COMPUTER SCIENCE FUNDAMENTALS SERIES

Divide and
Conquer

Master theorem · Merge sort · Quick sort ·
Strassen's algorithm · Closest pair · FFT
Mid-level software engineer track  ·  20 slides
02

The Paradigm: Divide, Conquer, Combine

Three steps

Every divide-and-conquer algorithm follows the same recursive blueprint:

1 Divide — break the problem into smaller, independent subproblems of the same type
2 Conquer — solve each subproblem recursively; if small enough, solve directly (base case)
3 Combine — merge the subproblem solutions into a solution for the original problem

When to use D&C

  • Problem has optimal substructure — solution builds from sub-solutions
  • Subproblems are independent — no shared mutable state
  • Combining is efficient — merging cost must not dominate
  • Examples: sorting, searching, geometric problems, algebraic transforms

D&C vs Dynamic Programming: both decompose problems.

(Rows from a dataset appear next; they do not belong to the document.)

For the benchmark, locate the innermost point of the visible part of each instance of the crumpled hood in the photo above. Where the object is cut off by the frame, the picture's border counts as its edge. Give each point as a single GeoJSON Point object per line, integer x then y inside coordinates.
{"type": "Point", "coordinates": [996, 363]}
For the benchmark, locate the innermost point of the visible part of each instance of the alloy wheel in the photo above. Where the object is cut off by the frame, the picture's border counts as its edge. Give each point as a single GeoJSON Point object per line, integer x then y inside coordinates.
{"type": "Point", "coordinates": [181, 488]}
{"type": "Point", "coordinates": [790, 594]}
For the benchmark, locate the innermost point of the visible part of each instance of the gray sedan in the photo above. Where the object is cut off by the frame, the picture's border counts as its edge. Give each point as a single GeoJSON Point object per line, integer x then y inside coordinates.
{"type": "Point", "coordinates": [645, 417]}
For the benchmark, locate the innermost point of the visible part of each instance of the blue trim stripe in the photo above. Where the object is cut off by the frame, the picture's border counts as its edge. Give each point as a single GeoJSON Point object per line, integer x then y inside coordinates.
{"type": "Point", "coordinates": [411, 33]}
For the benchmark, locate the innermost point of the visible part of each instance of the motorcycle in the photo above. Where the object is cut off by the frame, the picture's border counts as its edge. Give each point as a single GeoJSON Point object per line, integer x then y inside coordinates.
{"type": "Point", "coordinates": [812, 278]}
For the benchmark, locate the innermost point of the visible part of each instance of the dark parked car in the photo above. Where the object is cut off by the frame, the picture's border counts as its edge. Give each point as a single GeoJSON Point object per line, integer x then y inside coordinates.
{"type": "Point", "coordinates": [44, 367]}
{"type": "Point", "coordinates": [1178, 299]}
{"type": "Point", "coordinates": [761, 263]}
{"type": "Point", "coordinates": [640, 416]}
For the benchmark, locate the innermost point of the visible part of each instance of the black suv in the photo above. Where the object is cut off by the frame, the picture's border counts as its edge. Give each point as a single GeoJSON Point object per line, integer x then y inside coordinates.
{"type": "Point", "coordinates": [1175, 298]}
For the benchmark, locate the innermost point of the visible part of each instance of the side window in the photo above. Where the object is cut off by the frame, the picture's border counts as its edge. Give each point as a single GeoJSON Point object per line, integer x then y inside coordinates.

D&C subproblems are independent (no overlap); DP subproblems overlap and require memoisation.

03

Recurrence Relations

Defining runtime recursively

A D&C algorithm with a subproblems of size n/b and O(nd) combine work has recurrence:

T(n) = a · T(n/b) + O(n^d)

Solution methods

  • Substitution — guess the form, prove by induction
  • Recursion tree — draw the tree, sum work per level
  • Master theorem — closed-form for T(n) = aT(n/b) + O(nd)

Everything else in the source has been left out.